Ältere Schriftstücke sind noch in Sütterlin oder Kurrent verfasst
Viele ältere Schriftstücke sind nunmal noch in Sütterlin oder Kurrent verfasst und heute von den meisten nicht mehr ohne weiteres lesbar.
Das Stadtarchiv Nagold bietet nun in einer offenen Sprechstunde Unterstützung beim Lesen historischer Dokumente aus Familienbesitz an. Am Donnerstag, 5. Februar, können Bürger zwischen 14 und 17 Uhr ihre Texte ins Stadtarchiv mitbringen.

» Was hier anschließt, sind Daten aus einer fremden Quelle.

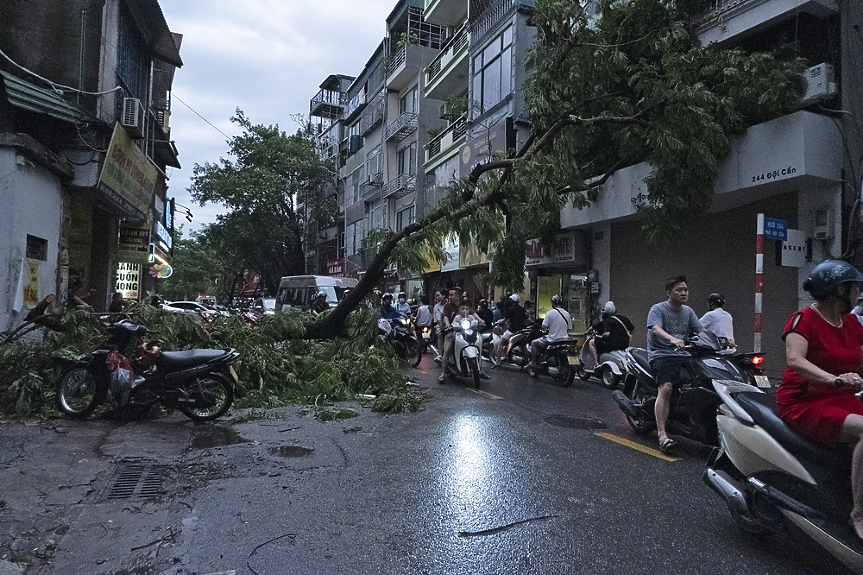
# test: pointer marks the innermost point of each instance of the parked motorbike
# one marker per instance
(610, 370)
(770, 476)
(400, 334)
(693, 402)
(200, 383)
(559, 360)
(519, 346)
(465, 358)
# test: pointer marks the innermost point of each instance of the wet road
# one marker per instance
(523, 476)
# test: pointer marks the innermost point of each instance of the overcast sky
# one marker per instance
(267, 57)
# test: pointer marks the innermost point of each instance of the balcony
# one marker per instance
(373, 115)
(727, 19)
(327, 104)
(406, 63)
(448, 72)
(445, 144)
(445, 12)
(401, 186)
(402, 127)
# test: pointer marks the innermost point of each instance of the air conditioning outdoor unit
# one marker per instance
(133, 116)
(820, 83)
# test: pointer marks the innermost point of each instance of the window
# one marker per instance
(408, 102)
(408, 159)
(378, 215)
(492, 73)
(37, 248)
(404, 218)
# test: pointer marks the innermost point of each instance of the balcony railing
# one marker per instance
(400, 186)
(451, 48)
(445, 139)
(402, 127)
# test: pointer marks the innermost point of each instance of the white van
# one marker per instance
(299, 292)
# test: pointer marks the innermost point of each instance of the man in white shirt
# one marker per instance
(717, 319)
(558, 322)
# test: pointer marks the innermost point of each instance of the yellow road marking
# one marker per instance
(637, 446)
(485, 393)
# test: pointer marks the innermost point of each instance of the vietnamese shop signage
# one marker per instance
(562, 250)
(128, 177)
(134, 244)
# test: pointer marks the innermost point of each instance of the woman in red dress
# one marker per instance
(824, 349)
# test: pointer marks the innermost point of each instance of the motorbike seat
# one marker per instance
(761, 407)
(179, 359)
(640, 357)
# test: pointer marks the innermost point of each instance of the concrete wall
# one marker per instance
(32, 204)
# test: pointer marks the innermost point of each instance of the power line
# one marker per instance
(174, 95)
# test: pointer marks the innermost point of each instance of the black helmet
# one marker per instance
(829, 274)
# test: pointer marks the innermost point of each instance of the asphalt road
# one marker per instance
(523, 476)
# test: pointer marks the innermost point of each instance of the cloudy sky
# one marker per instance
(267, 57)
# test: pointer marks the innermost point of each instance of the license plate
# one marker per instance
(762, 381)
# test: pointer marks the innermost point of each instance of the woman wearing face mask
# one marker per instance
(824, 347)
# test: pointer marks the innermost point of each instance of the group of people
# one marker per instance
(824, 361)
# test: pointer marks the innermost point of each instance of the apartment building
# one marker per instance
(84, 143)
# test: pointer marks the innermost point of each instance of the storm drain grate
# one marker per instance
(137, 480)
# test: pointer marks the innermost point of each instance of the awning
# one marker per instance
(27, 96)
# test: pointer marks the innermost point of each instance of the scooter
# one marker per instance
(559, 360)
(769, 475)
(693, 403)
(201, 383)
(610, 370)
(465, 358)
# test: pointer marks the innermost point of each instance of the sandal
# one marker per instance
(667, 445)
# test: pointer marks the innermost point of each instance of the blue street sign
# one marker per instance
(775, 229)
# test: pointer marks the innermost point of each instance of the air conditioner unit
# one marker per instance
(133, 116)
(820, 83)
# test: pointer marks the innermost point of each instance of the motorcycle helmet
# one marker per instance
(829, 274)
(716, 299)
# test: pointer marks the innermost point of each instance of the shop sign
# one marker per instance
(481, 148)
(134, 244)
(794, 249)
(128, 177)
(128, 280)
(450, 249)
(562, 251)
(335, 268)
(165, 240)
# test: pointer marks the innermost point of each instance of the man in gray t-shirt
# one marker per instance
(669, 323)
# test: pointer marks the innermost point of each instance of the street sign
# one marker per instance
(775, 229)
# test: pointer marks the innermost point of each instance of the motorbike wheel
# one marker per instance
(638, 425)
(473, 367)
(78, 392)
(610, 380)
(211, 397)
(412, 352)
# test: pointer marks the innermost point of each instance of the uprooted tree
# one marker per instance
(634, 86)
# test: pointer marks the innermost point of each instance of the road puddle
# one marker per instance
(291, 451)
(206, 437)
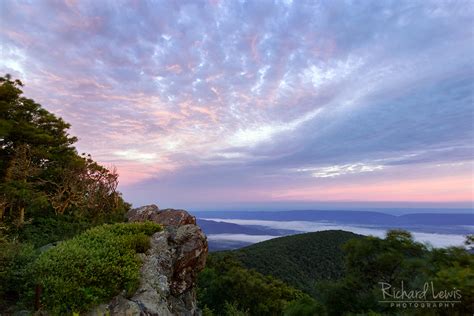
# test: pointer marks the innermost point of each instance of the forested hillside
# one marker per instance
(299, 260)
(48, 192)
(339, 272)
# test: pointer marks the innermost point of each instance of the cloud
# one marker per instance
(238, 97)
(436, 240)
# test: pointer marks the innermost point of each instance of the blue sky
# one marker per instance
(215, 103)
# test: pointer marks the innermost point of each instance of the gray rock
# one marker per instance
(170, 267)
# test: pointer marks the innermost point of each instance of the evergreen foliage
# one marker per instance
(92, 267)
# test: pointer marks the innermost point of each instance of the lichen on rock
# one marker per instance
(170, 267)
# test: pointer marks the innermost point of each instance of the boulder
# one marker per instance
(166, 217)
(170, 267)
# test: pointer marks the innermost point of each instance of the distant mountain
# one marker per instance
(215, 227)
(421, 221)
(300, 259)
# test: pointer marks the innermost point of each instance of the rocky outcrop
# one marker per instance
(170, 267)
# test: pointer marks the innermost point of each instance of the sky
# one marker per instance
(220, 104)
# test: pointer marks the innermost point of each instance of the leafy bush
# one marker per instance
(16, 261)
(92, 267)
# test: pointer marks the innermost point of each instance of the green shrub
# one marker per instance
(16, 286)
(92, 267)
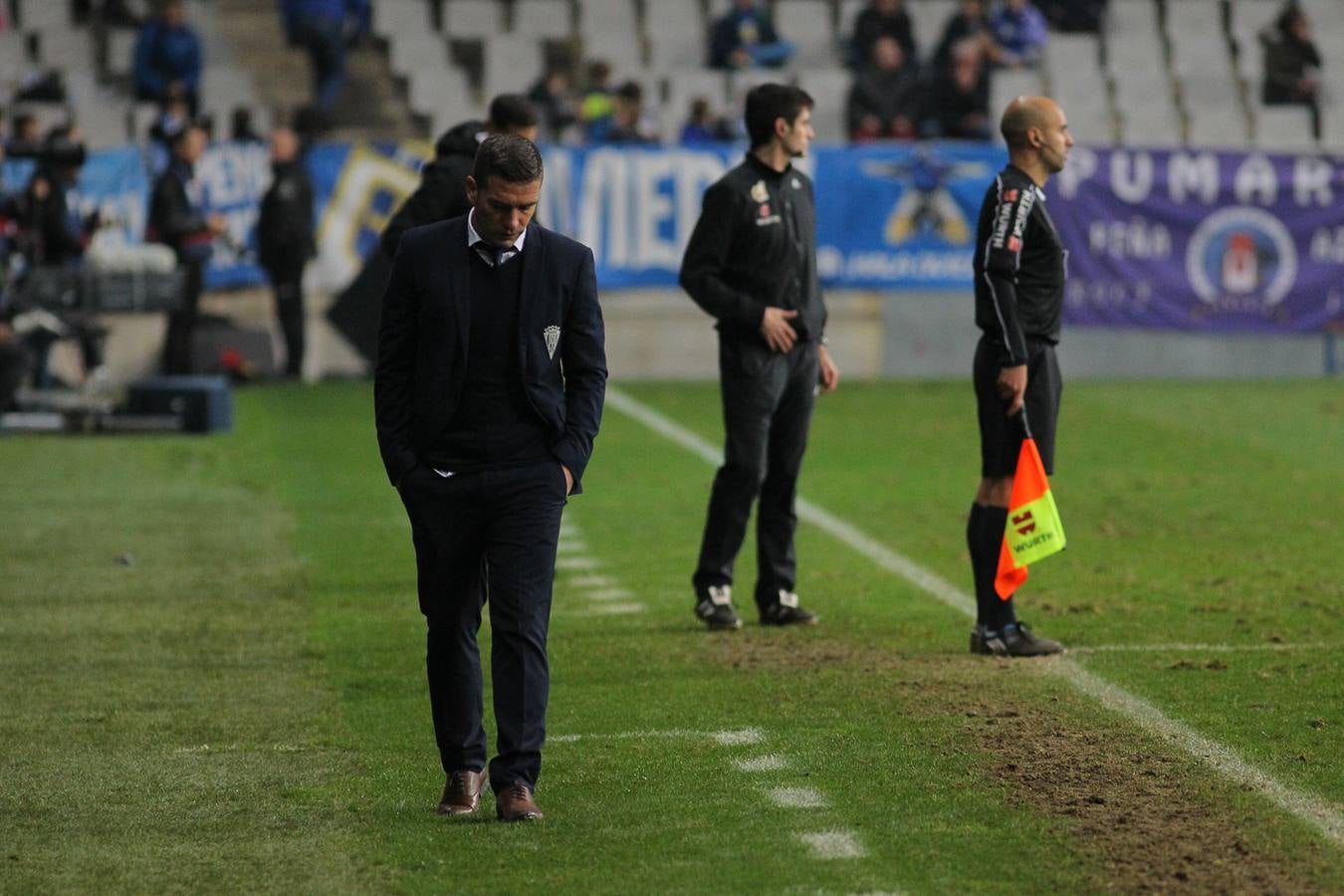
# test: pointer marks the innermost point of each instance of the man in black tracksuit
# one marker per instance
(1020, 268)
(442, 192)
(285, 241)
(752, 265)
(176, 222)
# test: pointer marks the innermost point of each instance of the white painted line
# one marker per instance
(771, 762)
(833, 844)
(593, 581)
(737, 738)
(1323, 815)
(610, 594)
(575, 563)
(614, 608)
(665, 734)
(1203, 648)
(797, 798)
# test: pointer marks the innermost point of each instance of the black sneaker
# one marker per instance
(715, 608)
(1013, 639)
(786, 611)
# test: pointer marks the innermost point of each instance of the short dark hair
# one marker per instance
(513, 112)
(769, 103)
(508, 156)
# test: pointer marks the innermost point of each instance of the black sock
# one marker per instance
(984, 539)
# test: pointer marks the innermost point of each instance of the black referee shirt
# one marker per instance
(1020, 266)
(756, 246)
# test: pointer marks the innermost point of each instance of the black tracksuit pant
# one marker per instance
(768, 400)
(288, 284)
(487, 535)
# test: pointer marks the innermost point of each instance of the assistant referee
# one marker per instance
(1020, 268)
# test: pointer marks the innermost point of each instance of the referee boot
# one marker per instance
(1013, 639)
(714, 607)
(786, 611)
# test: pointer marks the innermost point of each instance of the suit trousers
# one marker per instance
(481, 538)
(768, 400)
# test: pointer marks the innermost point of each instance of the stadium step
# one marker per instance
(371, 107)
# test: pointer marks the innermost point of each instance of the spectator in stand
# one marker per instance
(285, 241)
(597, 107)
(168, 58)
(1020, 31)
(746, 38)
(886, 96)
(1074, 16)
(1292, 64)
(703, 125)
(180, 225)
(626, 117)
(959, 103)
(968, 23)
(325, 29)
(553, 96)
(26, 130)
(882, 19)
(241, 127)
(442, 188)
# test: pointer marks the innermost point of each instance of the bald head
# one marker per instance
(1024, 113)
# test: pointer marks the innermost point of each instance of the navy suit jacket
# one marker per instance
(425, 330)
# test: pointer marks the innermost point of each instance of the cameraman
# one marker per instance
(180, 225)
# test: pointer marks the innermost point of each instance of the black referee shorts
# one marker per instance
(1002, 435)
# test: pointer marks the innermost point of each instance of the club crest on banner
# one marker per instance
(1240, 260)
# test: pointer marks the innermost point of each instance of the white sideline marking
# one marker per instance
(1203, 648)
(593, 581)
(1316, 811)
(575, 563)
(723, 738)
(771, 762)
(614, 608)
(610, 594)
(737, 738)
(833, 844)
(797, 798)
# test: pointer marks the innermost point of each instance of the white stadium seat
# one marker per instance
(472, 19)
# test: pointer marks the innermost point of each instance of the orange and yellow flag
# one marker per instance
(1033, 530)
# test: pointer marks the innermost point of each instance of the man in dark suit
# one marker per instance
(488, 394)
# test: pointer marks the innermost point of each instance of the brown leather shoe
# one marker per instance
(461, 792)
(515, 803)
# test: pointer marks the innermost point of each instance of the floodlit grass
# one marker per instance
(268, 611)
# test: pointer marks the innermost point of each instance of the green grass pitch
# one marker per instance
(211, 664)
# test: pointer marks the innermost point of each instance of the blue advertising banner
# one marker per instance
(1202, 241)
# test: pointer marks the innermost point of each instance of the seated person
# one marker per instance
(1020, 31)
(168, 58)
(625, 125)
(959, 103)
(882, 19)
(1292, 62)
(968, 23)
(703, 125)
(746, 38)
(886, 96)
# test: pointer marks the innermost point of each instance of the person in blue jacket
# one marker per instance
(168, 58)
(325, 29)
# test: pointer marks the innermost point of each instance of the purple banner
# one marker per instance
(1202, 241)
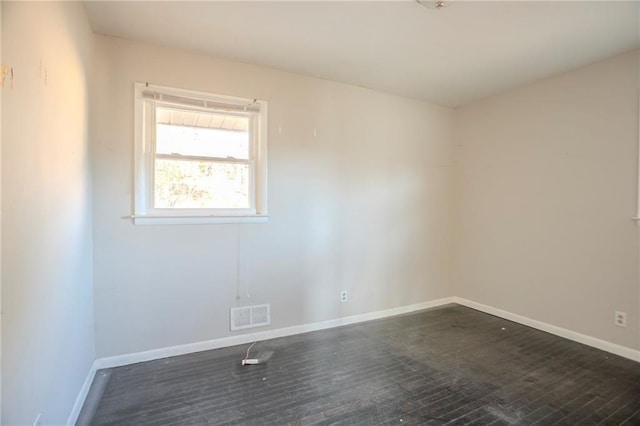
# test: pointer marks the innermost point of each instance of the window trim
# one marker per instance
(146, 95)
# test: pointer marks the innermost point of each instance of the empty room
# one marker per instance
(320, 212)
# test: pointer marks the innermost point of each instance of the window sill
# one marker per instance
(196, 220)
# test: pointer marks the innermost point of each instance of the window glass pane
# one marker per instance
(202, 134)
(184, 184)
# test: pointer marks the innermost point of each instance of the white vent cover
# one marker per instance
(250, 316)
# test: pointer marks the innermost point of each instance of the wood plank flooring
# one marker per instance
(448, 365)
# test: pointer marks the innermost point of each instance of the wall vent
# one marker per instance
(250, 316)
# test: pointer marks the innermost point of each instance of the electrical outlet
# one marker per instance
(620, 319)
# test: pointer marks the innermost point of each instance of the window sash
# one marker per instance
(147, 97)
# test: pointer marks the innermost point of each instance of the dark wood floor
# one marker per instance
(449, 365)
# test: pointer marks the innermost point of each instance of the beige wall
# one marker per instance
(545, 191)
(362, 206)
(47, 300)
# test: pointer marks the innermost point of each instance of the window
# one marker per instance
(200, 158)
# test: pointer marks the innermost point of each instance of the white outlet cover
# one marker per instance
(620, 319)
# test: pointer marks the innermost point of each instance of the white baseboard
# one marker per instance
(613, 348)
(120, 360)
(82, 396)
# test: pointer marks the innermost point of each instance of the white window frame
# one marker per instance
(147, 98)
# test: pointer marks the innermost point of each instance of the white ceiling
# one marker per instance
(463, 52)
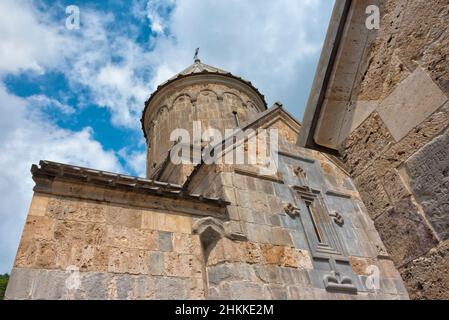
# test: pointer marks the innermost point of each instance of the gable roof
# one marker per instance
(263, 118)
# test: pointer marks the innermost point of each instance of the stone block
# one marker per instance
(156, 263)
(247, 290)
(281, 236)
(404, 232)
(187, 244)
(21, 283)
(38, 228)
(166, 222)
(365, 144)
(122, 216)
(94, 285)
(126, 260)
(426, 277)
(67, 209)
(50, 285)
(182, 265)
(278, 292)
(45, 255)
(144, 288)
(429, 175)
(38, 205)
(395, 186)
(171, 288)
(268, 273)
(219, 273)
(417, 97)
(274, 220)
(125, 286)
(80, 232)
(165, 241)
(124, 237)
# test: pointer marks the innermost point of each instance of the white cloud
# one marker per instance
(42, 101)
(274, 44)
(157, 13)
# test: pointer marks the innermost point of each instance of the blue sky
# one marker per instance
(76, 96)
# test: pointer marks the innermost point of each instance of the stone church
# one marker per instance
(356, 209)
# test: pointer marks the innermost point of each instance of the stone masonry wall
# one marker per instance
(212, 104)
(399, 155)
(79, 249)
(272, 258)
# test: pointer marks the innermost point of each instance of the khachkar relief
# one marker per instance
(328, 251)
(428, 171)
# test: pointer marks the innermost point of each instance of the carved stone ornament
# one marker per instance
(299, 172)
(291, 210)
(338, 219)
(337, 283)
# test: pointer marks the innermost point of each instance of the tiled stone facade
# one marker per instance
(388, 115)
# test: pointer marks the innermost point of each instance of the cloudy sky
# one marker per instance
(76, 96)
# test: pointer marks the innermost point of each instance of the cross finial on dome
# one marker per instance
(196, 58)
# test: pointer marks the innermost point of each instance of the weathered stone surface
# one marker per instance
(38, 205)
(38, 228)
(404, 232)
(94, 285)
(156, 263)
(372, 192)
(365, 144)
(122, 216)
(126, 260)
(395, 186)
(50, 285)
(21, 283)
(219, 273)
(417, 96)
(426, 277)
(278, 292)
(182, 265)
(165, 241)
(123, 237)
(429, 180)
(59, 208)
(170, 288)
(166, 222)
(245, 290)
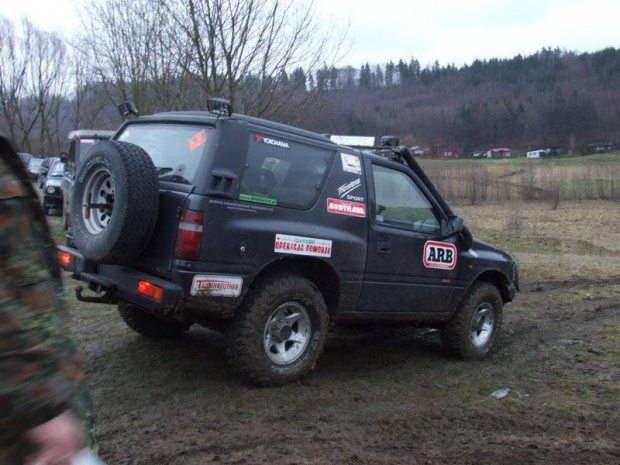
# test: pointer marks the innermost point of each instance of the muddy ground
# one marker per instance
(378, 395)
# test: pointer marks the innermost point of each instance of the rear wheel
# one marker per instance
(473, 330)
(148, 325)
(279, 333)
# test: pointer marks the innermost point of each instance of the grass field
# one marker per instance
(593, 177)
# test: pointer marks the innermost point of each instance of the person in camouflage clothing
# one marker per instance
(42, 396)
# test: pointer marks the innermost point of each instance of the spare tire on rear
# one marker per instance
(115, 202)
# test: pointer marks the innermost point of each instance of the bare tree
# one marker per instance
(242, 49)
(32, 85)
(129, 46)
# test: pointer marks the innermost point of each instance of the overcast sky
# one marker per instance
(449, 31)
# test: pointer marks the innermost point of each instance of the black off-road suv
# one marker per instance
(268, 233)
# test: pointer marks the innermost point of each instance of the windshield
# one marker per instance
(176, 149)
(57, 169)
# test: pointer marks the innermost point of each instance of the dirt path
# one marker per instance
(377, 396)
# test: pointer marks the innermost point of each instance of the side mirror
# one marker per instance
(452, 226)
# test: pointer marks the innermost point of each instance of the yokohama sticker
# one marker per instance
(266, 140)
(342, 207)
(296, 245)
(439, 255)
(217, 286)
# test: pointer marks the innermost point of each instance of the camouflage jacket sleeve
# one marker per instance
(38, 366)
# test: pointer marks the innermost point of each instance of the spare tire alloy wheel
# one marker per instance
(98, 201)
(278, 334)
(115, 203)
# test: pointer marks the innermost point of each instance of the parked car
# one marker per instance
(52, 193)
(25, 158)
(44, 168)
(33, 167)
(268, 232)
(78, 144)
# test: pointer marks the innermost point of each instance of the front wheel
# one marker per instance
(473, 330)
(278, 334)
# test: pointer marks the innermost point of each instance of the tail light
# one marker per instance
(189, 235)
(150, 290)
(64, 258)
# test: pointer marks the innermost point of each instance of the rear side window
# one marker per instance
(284, 173)
(176, 149)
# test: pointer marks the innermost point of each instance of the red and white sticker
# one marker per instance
(217, 286)
(440, 255)
(343, 207)
(297, 245)
(197, 140)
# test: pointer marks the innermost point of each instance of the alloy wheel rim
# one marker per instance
(287, 333)
(98, 201)
(482, 324)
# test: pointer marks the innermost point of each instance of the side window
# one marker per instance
(400, 202)
(284, 173)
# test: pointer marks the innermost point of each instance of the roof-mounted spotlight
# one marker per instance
(128, 109)
(219, 106)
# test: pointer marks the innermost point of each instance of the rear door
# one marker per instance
(409, 267)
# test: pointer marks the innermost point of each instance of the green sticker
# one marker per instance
(257, 199)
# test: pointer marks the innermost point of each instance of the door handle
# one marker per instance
(383, 247)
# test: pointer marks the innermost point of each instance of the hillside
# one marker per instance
(553, 97)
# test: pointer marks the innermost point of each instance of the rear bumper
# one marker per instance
(123, 282)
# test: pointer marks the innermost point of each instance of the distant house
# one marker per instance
(536, 153)
(451, 153)
(498, 153)
(553, 151)
(600, 147)
(417, 150)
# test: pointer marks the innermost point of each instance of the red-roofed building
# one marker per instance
(498, 153)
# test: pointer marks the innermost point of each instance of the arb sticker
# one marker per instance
(197, 140)
(349, 187)
(342, 207)
(351, 163)
(439, 255)
(217, 286)
(303, 246)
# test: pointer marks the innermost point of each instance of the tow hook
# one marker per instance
(108, 297)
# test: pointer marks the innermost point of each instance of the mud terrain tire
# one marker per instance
(115, 203)
(148, 325)
(473, 330)
(278, 334)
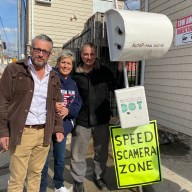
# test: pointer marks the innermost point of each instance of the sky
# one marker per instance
(8, 23)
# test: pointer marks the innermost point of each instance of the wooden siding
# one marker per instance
(168, 80)
(54, 20)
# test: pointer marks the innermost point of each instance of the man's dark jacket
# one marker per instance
(16, 92)
(94, 88)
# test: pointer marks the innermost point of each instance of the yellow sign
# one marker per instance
(136, 155)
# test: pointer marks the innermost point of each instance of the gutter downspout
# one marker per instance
(32, 19)
(143, 62)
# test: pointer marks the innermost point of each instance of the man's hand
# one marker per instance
(62, 111)
(59, 137)
(4, 142)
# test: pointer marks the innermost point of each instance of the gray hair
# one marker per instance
(66, 53)
(42, 37)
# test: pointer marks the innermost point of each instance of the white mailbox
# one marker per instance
(132, 106)
(136, 35)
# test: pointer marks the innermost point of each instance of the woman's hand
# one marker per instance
(61, 110)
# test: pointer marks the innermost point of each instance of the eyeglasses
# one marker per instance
(37, 51)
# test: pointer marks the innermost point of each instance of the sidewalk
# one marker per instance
(176, 160)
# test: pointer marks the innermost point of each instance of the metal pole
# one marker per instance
(19, 28)
(143, 61)
(124, 63)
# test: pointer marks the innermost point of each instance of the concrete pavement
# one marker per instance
(176, 160)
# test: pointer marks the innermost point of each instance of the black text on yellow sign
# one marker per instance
(136, 155)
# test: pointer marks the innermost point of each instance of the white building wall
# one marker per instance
(168, 80)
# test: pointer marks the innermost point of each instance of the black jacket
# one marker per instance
(94, 89)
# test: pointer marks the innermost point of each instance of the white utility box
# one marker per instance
(132, 106)
(137, 35)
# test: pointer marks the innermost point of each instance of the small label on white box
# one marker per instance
(132, 107)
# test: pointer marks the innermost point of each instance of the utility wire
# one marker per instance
(3, 29)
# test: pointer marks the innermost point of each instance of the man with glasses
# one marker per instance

„Egal ob Grundbucheintrag, Feldpostbrief oder Geburtsurkunde“, wie die Stadt mitteilt. Vom Archivpersonal erhalten die Bürger Hilfe beim Entschlüsseln des Textes.
Weiter heißt es in der Pressemitteilung: „Mit diesem Angebot möchte das Archiv den Zugang zu wertvollen Quellen erleichtern und Menschen dazu anregen, sich intensiver mit der eigenen Geschichte auseinanderzusetzen.“ Eine Anmeldung ist nicht erforderlich. Das Angebot ist kostenlos.